A federal judge in Portland has declined to order face-to-face questioning of Vatican officials in a lawsuit claiming that the Vatican was the employer of an abusive priest in the 1960s.
U.S. District Judge Michael W. Mosman ruled Dec. 1 that attorneys for the plaintiff in the case, John V. Doe v. Holy See, had not proven the need for an exception to the immunity given to foreign nations under U.S. law.
The Vatican has published online more than 70 pages of documents which, it said, prove the Vatican had no knowledge of a priest's sexual misconduct until he and his religious order petitioned for his laicization. It also has provided more than 1,800 pages of documentation to the court.
The case involves the late Andrew Ronan, a former Servite priest who was laicized in 1966. A man, now 63, who says he was abused by Ronan in Oregon in 1965 is seeking to hold the Vatican legally responsible, saying Ronan was a Vatican employee.
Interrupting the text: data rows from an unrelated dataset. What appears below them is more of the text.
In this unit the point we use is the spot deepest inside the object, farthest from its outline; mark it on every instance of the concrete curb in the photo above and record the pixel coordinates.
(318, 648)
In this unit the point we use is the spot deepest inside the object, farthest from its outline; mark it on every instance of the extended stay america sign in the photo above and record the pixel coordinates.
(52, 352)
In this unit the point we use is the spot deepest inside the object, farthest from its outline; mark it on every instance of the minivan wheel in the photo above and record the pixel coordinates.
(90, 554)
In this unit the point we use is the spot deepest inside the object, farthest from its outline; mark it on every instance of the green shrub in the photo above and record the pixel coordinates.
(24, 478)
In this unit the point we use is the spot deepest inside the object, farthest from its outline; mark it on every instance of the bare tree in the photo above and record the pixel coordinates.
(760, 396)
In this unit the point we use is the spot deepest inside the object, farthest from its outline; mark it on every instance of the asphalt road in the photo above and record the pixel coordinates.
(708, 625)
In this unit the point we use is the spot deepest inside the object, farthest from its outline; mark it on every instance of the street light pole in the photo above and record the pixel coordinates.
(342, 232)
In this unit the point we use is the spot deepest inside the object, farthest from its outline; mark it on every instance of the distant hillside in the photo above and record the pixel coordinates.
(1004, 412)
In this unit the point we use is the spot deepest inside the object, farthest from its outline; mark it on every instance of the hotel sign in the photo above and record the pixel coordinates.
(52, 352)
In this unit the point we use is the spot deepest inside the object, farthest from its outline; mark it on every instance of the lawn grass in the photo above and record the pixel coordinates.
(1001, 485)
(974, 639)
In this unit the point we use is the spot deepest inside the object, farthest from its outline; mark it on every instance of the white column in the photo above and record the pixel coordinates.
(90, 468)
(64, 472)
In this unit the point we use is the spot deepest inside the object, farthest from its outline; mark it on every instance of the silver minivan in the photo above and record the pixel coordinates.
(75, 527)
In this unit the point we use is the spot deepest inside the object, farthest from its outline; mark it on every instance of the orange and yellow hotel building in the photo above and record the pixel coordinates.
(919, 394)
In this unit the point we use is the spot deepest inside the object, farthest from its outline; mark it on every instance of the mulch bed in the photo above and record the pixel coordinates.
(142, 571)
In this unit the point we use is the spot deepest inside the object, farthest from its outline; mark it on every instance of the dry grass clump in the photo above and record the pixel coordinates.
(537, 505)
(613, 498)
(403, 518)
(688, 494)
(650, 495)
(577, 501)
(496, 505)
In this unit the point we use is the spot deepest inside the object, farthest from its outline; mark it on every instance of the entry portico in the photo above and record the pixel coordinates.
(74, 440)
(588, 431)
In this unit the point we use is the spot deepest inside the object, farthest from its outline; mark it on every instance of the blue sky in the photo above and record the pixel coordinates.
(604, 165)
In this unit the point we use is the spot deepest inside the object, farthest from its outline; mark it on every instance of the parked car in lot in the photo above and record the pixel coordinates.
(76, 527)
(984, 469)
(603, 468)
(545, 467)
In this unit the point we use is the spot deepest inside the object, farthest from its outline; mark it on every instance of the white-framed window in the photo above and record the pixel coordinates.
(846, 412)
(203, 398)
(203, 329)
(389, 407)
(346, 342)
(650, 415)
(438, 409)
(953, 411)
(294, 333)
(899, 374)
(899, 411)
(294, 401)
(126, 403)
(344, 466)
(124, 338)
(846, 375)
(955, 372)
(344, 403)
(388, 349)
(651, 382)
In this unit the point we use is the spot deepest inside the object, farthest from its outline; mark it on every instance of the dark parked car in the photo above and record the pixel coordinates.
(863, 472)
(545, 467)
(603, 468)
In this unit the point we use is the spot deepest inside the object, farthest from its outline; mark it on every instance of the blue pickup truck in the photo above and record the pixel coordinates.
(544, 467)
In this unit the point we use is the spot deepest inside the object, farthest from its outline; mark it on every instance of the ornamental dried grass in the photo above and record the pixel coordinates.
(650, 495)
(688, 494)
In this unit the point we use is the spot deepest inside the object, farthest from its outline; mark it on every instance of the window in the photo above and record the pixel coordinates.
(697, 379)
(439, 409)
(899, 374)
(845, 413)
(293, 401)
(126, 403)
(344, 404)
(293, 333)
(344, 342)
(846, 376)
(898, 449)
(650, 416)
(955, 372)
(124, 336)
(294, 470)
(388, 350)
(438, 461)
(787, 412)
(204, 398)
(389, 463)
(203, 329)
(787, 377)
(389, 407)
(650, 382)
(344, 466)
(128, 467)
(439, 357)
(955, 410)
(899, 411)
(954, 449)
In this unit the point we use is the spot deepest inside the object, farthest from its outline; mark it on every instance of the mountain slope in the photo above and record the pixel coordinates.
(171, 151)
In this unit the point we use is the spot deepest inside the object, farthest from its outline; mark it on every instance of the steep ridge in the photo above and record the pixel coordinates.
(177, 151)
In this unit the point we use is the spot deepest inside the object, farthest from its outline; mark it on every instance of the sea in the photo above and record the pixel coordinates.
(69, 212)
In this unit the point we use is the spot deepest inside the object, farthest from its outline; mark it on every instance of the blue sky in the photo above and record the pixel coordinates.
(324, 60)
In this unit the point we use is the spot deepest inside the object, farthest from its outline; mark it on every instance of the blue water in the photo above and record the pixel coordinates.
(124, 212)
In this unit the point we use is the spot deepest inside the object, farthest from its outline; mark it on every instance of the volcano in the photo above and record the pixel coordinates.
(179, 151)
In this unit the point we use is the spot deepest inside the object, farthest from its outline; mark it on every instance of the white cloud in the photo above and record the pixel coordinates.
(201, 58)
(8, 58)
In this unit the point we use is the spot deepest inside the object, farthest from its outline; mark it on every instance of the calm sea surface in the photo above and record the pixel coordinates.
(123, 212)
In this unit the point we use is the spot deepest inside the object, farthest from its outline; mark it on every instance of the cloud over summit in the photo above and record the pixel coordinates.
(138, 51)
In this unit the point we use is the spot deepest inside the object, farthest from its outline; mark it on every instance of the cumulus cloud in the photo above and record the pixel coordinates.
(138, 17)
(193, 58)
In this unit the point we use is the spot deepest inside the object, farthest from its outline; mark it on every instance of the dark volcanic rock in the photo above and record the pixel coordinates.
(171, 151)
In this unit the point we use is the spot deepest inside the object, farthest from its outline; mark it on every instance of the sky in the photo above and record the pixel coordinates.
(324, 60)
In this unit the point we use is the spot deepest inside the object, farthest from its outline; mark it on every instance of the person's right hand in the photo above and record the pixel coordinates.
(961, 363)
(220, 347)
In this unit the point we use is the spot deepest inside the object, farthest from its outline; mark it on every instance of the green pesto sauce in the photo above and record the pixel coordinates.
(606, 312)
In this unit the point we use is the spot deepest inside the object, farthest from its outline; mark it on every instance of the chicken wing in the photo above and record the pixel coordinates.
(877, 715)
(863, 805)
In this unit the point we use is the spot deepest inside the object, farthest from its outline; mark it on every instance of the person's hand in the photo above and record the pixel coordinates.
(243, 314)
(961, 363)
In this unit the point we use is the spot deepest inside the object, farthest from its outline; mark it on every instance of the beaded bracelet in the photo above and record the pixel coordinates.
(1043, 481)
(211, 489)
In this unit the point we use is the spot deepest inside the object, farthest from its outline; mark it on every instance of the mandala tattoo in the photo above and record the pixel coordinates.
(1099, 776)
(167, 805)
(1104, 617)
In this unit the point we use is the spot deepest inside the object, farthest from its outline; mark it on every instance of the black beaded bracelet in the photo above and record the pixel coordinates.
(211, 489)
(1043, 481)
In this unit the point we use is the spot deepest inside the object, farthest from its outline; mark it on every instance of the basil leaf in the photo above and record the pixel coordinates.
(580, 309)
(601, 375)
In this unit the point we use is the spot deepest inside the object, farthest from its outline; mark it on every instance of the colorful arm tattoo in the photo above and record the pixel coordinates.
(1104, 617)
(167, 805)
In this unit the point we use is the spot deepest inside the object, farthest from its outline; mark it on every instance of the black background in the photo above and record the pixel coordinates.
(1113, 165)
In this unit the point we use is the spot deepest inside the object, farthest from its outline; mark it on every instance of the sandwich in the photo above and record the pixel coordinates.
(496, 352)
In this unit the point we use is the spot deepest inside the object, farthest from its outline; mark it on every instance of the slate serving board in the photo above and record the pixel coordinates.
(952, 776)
In June 2010, the U.S. Supreme Court left standing a lower court ruling that Doe could try to hold the Vatican financially responsible for his sexual abuse by Ronan, if he could persuade the court that the priest was an employee of the Holy See.
When the online posting was made in mid-August, Jesuit Father Federico Lombardi, Vatican spokesman, said in a statement that it was being done "to assist those in the public who wish to study the matter carefully, and to assist the United States court in resolving the remaining issues in the case."
William Barton, an attorney representing Doe, told The Associated Press that the decision would likely mark the end of efforts to question Vatican officials face to face but that the plaintiff would continue to work to prove Ronan was a Vatican employee. No trial date has been set in the case.